The failures reference errors like:
Warning: Job 1360612939@1000038 'Health' is incorrectly defined (invalid group '1427721803@1000156').
Warning: Job 1360612939@1000039 'Health' is incorrectly defined (invalid group '1427721803@1000157').
Warning: Job 1360612939@1000040 'Health' is incorrectly defined (invalid group '1427721803@1000155').
1360612939 is the RFE machine ID.
1000038 is the RFE based Health report ID for one report among others failing.
1427721803 is a BE Poller machine ID that hosts the group.
1000156 is the group ID from the BE Poller.
Normally these errors are due to the group ID changing due to the group being deleted and then recreated. In this case the group ID is missing from the nh_group tables on RFE and BE Poller. Why?
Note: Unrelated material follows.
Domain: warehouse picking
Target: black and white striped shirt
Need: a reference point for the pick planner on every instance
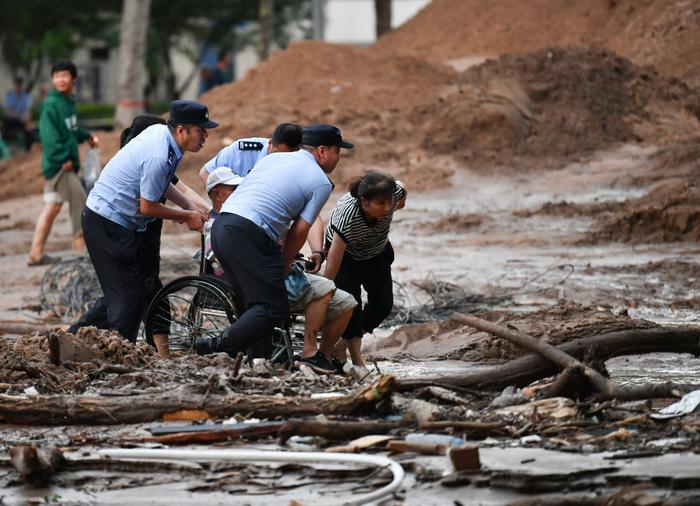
(363, 240)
It is because the Job ID is for the deleted Health report not the new recreated one. Why do we not see the Job ID for those reports in the nh_schedule DB table on RFE or BE Poller, and still see errors related to it in the eHealth system messages log?
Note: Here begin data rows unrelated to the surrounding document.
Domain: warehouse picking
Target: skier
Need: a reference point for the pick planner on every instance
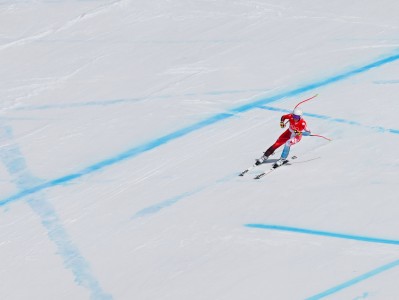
(290, 137)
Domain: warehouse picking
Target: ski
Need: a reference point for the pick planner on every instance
(247, 170)
(275, 166)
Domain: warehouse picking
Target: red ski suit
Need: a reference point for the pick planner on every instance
(289, 137)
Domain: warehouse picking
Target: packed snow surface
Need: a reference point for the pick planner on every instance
(124, 125)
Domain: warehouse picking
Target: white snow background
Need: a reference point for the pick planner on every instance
(124, 125)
The problem is the job being known to the Data Analysis job. This is based on the ID of the job being present in the DB table that lists the Data Analysis queue of report jobs requiring analysis.
If we examine, in the RFE and BE Poller(s) involved, the nh_da_queue DB table we will see the old scheduled reports ID value listed for the deleted scheduled reports. It should have been removed from the table when the job was deleted.